Por Hermann Bellinghausen
— Cuando el rey de un mundo fue a meterse a otro mundo en el extremo opuesto de la Tierra lo único que supo hacer fue la guerra. Así de pobre era su ingenio. No una guerra nueva, sino vieja, cansada, saturada de muertos a tal grado que ya nadie llevaba la cuenta, mucho menos la de las historias humanas detrás de ella. Además, las cifras seguían creciendo, y bastante distraían como para detenerse en los números previos, que eran responsabilidad de sus predecesores. Quedaban otros mundos en el mundo, ese rey no era el único, aunque soñaba con serlo y en ciertas mañanas de delirio aumentado (los monarcas de cualquier mundo tienden a padecer delirios que sus súbditos padecen aún más), creía ser rey de todo el mundo. El único y su propiedad. De ahí la necesidad constante (sí, necesidad) de hacer guerras. Como son los de su calaña, imaginaba que esta guerra nueva pondría fin a todas las guerras, sería la última antes de mil años de futura paz. Le gustaba alardear de que nunca se vio un rey mejor capacitado para la felicidad de su reino. Cada día más gente sagaz se carcajeaba de él, y como le resultara insoportable, decidió escarmentarlos y salvarse. Pero, ¿qué podía salvarlo de sí mismo?
Ese personaje de la desdicha humana tenía un ejército, un nombre, un palacio y un dios. Su ejército era el más grande en la historia del mundo (cuántas veces se ha dicho eso de las fuerzas armadas de sucesivos imperios). Su nombre en cambio era pequeño, pequeñísimo, como sus meñiques y su miembro, pero él lo escribía grandote, dorado, y compensó con grandes torres su complejo de inferioridad viril; también con frecuentes asedios a sus hetairas (para él todas lo eran) que le permitían sentirse hombre al mirarse al espejo y al autorretratarse, cosas que hacía constantemente.

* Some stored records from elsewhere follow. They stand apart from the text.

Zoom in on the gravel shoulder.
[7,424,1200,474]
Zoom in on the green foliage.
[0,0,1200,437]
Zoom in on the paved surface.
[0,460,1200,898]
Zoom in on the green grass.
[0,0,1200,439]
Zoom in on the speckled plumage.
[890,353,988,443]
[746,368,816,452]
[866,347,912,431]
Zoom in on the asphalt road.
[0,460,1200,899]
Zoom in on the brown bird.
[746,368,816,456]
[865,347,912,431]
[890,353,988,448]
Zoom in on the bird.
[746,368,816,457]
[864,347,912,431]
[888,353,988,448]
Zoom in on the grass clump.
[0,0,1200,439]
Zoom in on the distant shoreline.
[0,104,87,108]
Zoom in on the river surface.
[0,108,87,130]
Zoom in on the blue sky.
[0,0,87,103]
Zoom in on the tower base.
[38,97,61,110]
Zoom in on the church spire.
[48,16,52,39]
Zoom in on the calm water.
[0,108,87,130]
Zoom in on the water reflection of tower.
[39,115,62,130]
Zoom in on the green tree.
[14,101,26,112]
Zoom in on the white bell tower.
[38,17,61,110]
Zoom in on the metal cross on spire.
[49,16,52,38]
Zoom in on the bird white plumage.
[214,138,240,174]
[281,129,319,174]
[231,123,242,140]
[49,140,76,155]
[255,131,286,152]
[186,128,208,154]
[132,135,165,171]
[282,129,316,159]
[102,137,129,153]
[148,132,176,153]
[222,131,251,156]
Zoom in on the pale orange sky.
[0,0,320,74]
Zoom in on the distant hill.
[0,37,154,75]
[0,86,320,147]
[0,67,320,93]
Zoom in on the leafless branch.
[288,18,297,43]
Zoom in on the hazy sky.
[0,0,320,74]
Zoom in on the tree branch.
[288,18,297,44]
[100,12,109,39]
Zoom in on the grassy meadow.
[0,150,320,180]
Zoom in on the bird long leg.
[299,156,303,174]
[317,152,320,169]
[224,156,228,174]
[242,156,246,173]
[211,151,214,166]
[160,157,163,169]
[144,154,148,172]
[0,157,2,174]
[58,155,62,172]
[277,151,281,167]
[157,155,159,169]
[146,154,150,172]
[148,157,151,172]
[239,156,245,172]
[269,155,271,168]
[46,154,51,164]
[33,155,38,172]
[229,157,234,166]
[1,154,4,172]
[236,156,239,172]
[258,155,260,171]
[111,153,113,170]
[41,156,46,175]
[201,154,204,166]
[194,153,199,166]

En cuanto a su palacio, no era el más grande, ni el más hermoso, pero él personalmente poseía más castillos y residencias que los demás reyes de su tiempo. Su dios, por supuesto, era el más verdadero y poderoso, Así son los dioses, y así lo creen los reyes siempre.
Bien mirado, su caso era francamente vulgar. Adoraba el dinero, pero lo debía todo el tiempo, por lo cual nadie ejercía mayor poder sobre él que sus acreedores. Y como otras ocasiones en la historia, hizo guerras para mover dinero y aplazar sus deudas. Compartía con sus más fieles súbditos una fascinación infantil por el oro, o en su defecto por el color dorado en todas las cosas. Como nunca vio una batalla y las conocía a través de las recreaciones artísticas del ingenio cortesano, estaba convencido de que tras ellas yacía el final de arcoíris, donde aguardan ollas de oro en monedas.
En sus ratos de ocio o insomnio jugaba a matar a sus vecinos; no de verdad, sólo piñatas en el patio de su palacio. Sus seguidores le aplaudían el jueguito, y lo imitaban con gente real, que también resulta enormemente divertido. En otro tiempo allí se jugó a eso con los aborígenes y los esclavos, era una tradición nacional, pero nunca antes un rey pensó que el juego no iba en serio. Se registran casos de puerilidad imperial parecidos, aunque no en su reino, que conoció de todo entre sus monarcas, mas no un infantilismo tan hipertrofiado.
Existían en su tiempo, como en todos los tiempos, otros reyes de otros mundos, unos grandes y otros pequeños, pero ninguno era tan estúpido. Un síntoma inequívoco de tal tontería era su convicción augusta de ser el más listo; que no lo dudara ni un segundo confirmaba el diagnóstico.
Sabía de Historia tanto como de griego clásico, es decir, ni papa. Creyó posible enviar su Armada Invencible a derrotar ese reino de un mundo que él sólo conocía por las tiras cómicas que le proporcionaban sus ministros guasones. Alistó su plaga de elefantes cual Aníbal en celo y se agarró el miembro escueto que su dios le diera en un raro arrebato de humor. Si en algo se parecían su dios y el del reino de ese otro mundo que apetecía es que carecían de sentido del humor, como ocurre con los dioses únicos y verdaderos. Por decir algo, los dioses helénicos y los mexicas fueron chocarreros, se divertían; igual de matones, claro, si no para qué se es dios.
Sólo que en ese tiempo, como bien supo la ciencia, el mundo no estaba para bollos. Los elefantes de su gran armada se dirigieron al cementerio de elefantes más antiguo de la Tierra. Lo cual no representaba ningún consuelo para un mundo ni para el otro, ni para los mundos y submundos de en medio. El rey de marras osó hozar en el fango negro de la Tierra, coronando así su ingente condición de Rey Midas invertido, al transformar en mierda lo que les quedaba de oro a los mundos de esa Tierra sin remedio.